7. a) Il découle de ce qui précède que la décision attaquée se situe dans les limites du pouvoir d'appréciation de l'employeur et apparaît en ce sens comme une mesure soutenable. La décision attaquée ne prêtant ainsi pas flanc à la critique, le recours doit être rejeté.
b) Selon la pratique de la Cour de céans en matière de litiges relatifs aux rapports de service, il n'est pas perçu de frais lorsque la valeur litigieuse n'excède pas 30'000 francs. Le recourant ayant conclu à l'annulation de la décision de renvoi, soit à sa réintégration, la valeur litigieuse porte sur plusieurs mois voire plusieurs années de salaire (arrêt du TF du 13.05.2015 [8C_286/2014] cons. 1); elle dépasse donc largement 30'000 francs, de sorte qu'il y a lieu de percevoir des frais.
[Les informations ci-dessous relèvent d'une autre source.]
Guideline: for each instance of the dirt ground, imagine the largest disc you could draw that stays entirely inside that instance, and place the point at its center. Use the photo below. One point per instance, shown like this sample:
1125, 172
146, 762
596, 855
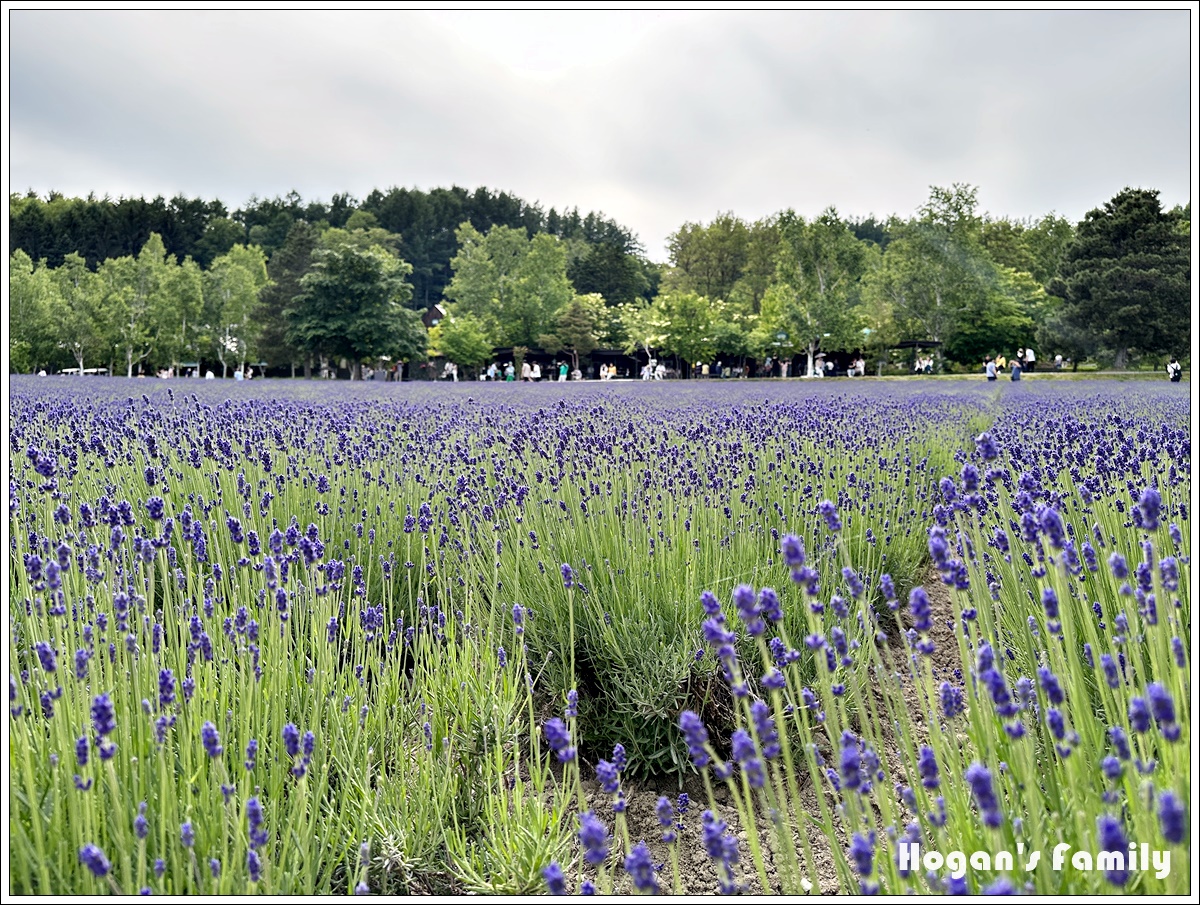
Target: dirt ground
696, 869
Vu le sort de la cause, ceux-ci doivent être mis à la charge du recourant qui succombe (art. 47 LPJA), lequel n'a en outre pas droit à une allocation de dépens (art. 48 LPJA a contrario).
Par ces motifs,
la Cour de droit public
1. Rejette le recours.
2. Déclare la requête de restitution de l'effet suspensif sans objet.
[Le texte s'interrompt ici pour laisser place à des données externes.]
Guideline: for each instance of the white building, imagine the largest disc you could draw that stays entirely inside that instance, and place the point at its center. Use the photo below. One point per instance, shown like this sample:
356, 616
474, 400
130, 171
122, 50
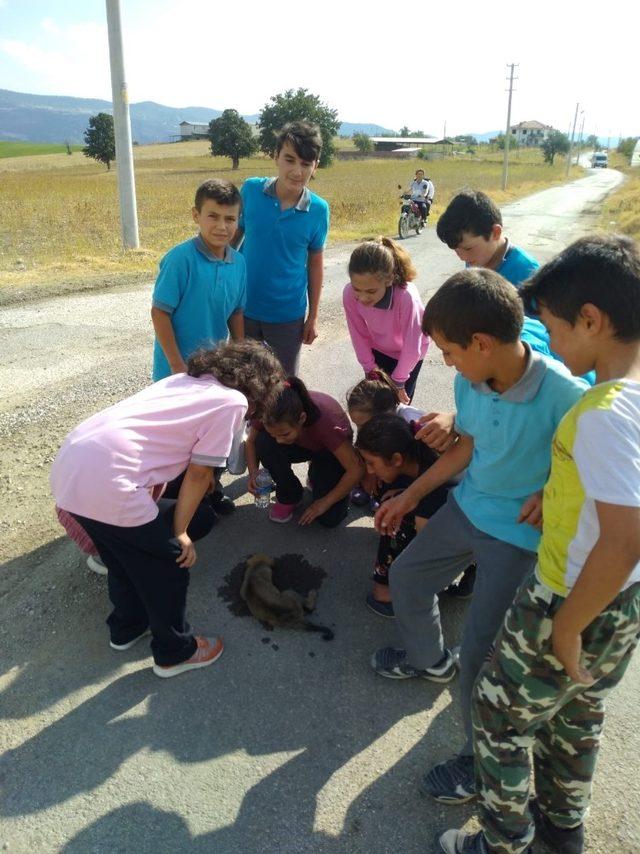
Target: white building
530, 133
3. Met à la charge de X. les frais de procédure par 770 francs, montant compensé par son avance de frais.
4. N'alloue pas de dépens.
Neuchâtel, le 3 mars 2016
1 Le congé est abusif lorsqu'il est donné par une partie:
a. pour une raison inhérente à la personnalité de l'autre partie, à moins que cette raison n'ait un lien avec le rapport de travail ou ne porte sur un point essentiel un préjudice grave au travail dans l'entreprise;
b. en raison de l'exercice par l'autre partie d'un droit constitutionnel, à moins que l'exercice de ce droit ne viole une obligation résultant du contrat de travail ou ne porte sur un point essentiel un préjudice grave au travail dans l'entreprise;
c. seulement afin d'empêcher la naissance de prétentions juridiques de l'autre partie, résultant du contrat de travail;
d. parce que l'autre partie fait valoir de bonne foi des prétentions résultant du contrat de travail;
e.2 parce que l'autre partie accomplit un service obligatoire, militaire ou dans la protection civile, ou un service civil, en vertu de la législation fédérale, ou parce qu'elle accomplit une obligation légale lui incombant sans qu'elle ait demandé de l'assumer.
2 Est également abusif le congé donné par l'employeur:
a. en raison de l'appartenance ou de la non-appartenance du travailleur à une organisation de travailleurs ou en raison de l'exercice conforme au droit d'une activité syndicale;
b. pendant que le travailleur, représentant élu des travailleurs, est membre d'une commission d'entreprise ou d'une institution liée à l'entreprise et que l'employeur ne peut prouver qu'il avait un motif justifié de résiliation.
c.3 sans respecter la procédure de consultation prévue pour les licenciements collectifs (art. 335f).
3 Dans les cas prévus à l'al. 2, let. b, la protection du représentant des travailleurs dont le mandat a pris fin en raison d'un transfert des rapports de travail (art. 333) est maintenue jusqu'au moment où ce mandat aurait expiré si le transfert n'avait pas eu lieu.4
1 Nouvelle teneur selon le ch. I de la LF du 18 mars 1988, en vigueur
depuis le 1er janv. 1989 (RO 1988
1472; FF 1984
II 574).
2 Nouvelle teneur selon le ch. 3 de
l'annexe à la LF du 6 oct. 1995 sur le service civil, en vigueur depuis le 1er
oct. 1996 (RO 1996
1445; FF 1994
III 1597).
3 Introduite par le ch. I de la LF du 17
déc. 1993, en vigueur depuis le 1er mai 1994 (RO 1994 804; FF 1993 I 757).
4 Introduit par le ch. I de la LF du 17
déc. 1993, en vigueur depuis le 1er mai 1994 (RO 1994 804; FF 1993 I 757).